Hashima, una pequeña isla japonesa que llegó a albergar a 5.259 habitantes en tan solo 6,5 hectáreas, quedó completamente desierta en apenas 90 días en 1974.
La concentración de tantas personas en un territorio tan reducido estuvo relacionada con la explotación de una mina de carbón ubicada bajo el mar.
Durante décadas, Hashima creció alrededor de esta actividad y llegó a contar con viviendas, escuelas, hospitales y otros servicios para sus habitantes. Sin embargo, el cierre de la mina cambió por completo el destino de la isla.
El 15 de enero de 1974, Mitsubishi anunció el fin de las operaciones y, en los meses siguientes, los trabajadores y sus familias abandonaron Hashima. Para abril de ese mismo año, la isla ya estaba completamente deshabitada.
El auge y la caída de Hashima
Situada a unos 15 kilómetros de Nagasaki, Hashima se convirtió en un importante centro de explotación de carbón a finales del siglo 19, después de que Mitsubishi adquiriera la isla en 1890.
La falta de espacio disponible llevó a aprovechar al máximo el terreno y a construir edificios de varios pisos.
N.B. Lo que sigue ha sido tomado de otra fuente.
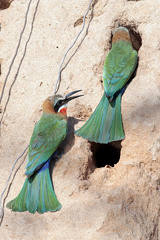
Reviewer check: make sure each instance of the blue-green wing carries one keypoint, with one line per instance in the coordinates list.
(119, 65)
(47, 135)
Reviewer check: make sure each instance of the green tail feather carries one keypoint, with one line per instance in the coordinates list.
(37, 194)
(105, 123)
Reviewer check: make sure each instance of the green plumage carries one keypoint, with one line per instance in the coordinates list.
(37, 193)
(105, 123)
(48, 133)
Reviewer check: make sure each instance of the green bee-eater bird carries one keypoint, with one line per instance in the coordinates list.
(105, 124)
(37, 193)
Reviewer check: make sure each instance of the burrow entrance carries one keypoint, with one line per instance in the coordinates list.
(106, 154)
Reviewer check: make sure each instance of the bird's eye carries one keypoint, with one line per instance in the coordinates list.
(58, 105)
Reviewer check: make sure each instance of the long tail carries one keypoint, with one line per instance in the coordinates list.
(105, 123)
(37, 194)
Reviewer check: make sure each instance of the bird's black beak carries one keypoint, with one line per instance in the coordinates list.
(68, 98)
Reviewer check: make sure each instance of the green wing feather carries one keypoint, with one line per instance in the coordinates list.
(105, 123)
(48, 133)
(118, 67)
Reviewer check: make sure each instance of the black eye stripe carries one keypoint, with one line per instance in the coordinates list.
(58, 105)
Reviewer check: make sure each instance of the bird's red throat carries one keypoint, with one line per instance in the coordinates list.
(64, 110)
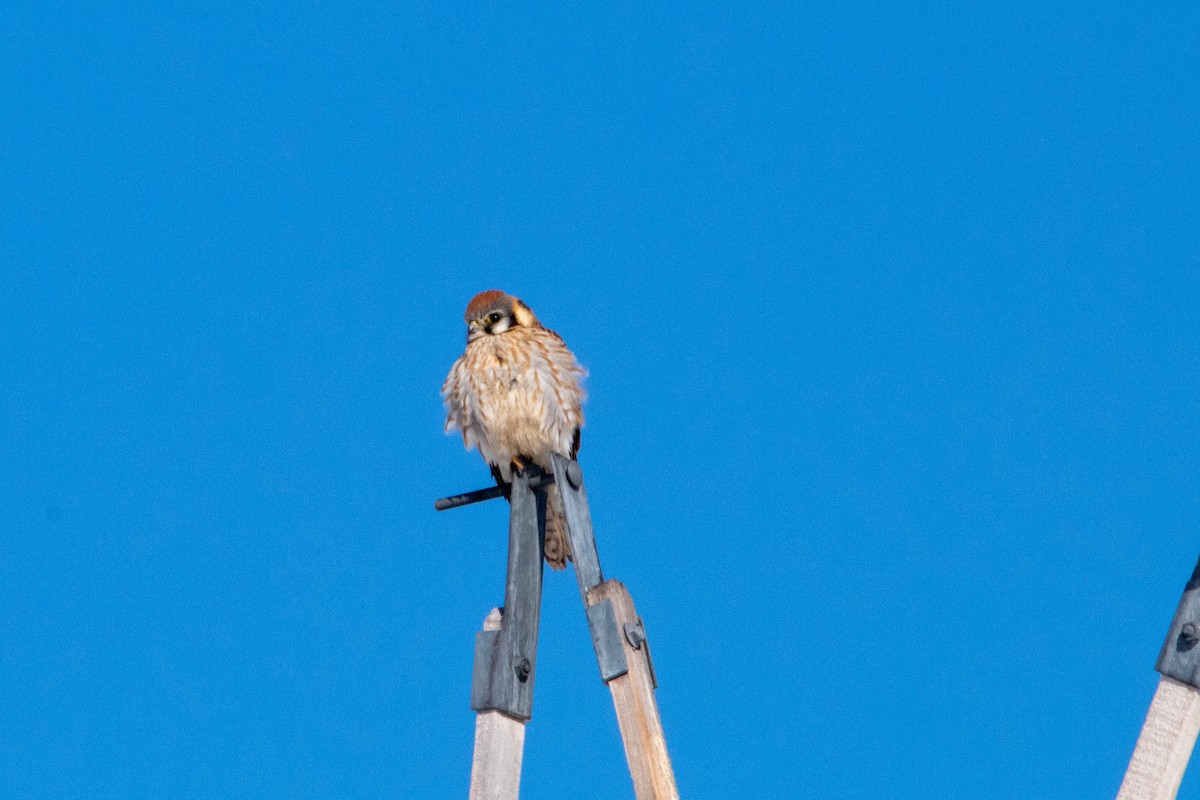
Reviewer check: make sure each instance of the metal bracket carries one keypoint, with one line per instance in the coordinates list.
(1180, 657)
(505, 660)
(635, 633)
(569, 480)
(606, 641)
Los bloques de hormigón albergaban viviendas, escuelas, hospitales y otros servicios necesarios para los trabajadores y sus familias. En 1959, la isla alcanzó su máxima población, con más de 5.000 habitantes.

La situación comenzó a cambiar durante la década de 1970. Japón incrementó su dependencia del petróleo, mientras la demanda de carbón disminuía. Con la reducción de la actividad minera, la permanencia de la población en Hashima dejó de ser viable.
¿Cómo ocurrió tan rápido?
El anuncio del cierre de la mina marcó el comienzo del abandono de la isla. Los trabajadores fueron trasladados a otras instalaciones y las familias comenzaron a marcharse.
A medida que disminuía la población, también desaparecieron progresivamente los servicios y las actividades comerciales. En aproximadamente tres meses, Hashima quedó completamente deshabitada.

¿Qué ocurrió después del abandono?
Sin habitantes ni mantenimiento, los edificios comenzaron a deteriorarse debido al paso del tiempo y a las condiciones climáticas de la zona.
Con el paso de las décadas, las estructuras de hormigón quedaron parcialmente en ruinas, convirtiendo a Hashima en uno de los símbolos más conocidos del pasado industrial de Japón.
La historia de la isla refleja el impacto que los cambios en las fuentes de energía pueden tener sobre comunidades enteras. Lo que alguna vez fue un importante centro minero terminó convertido en una ciudad abandonada, cuya infraestructura todavía permite observar cómo era la vida de sus antiguos habitantes.
Hashima continúa despertando el interés de visitantes e investigadores y forma parte del patrimonio industrial que permite conocer una etapa importante de la historia económica y energética de Japón.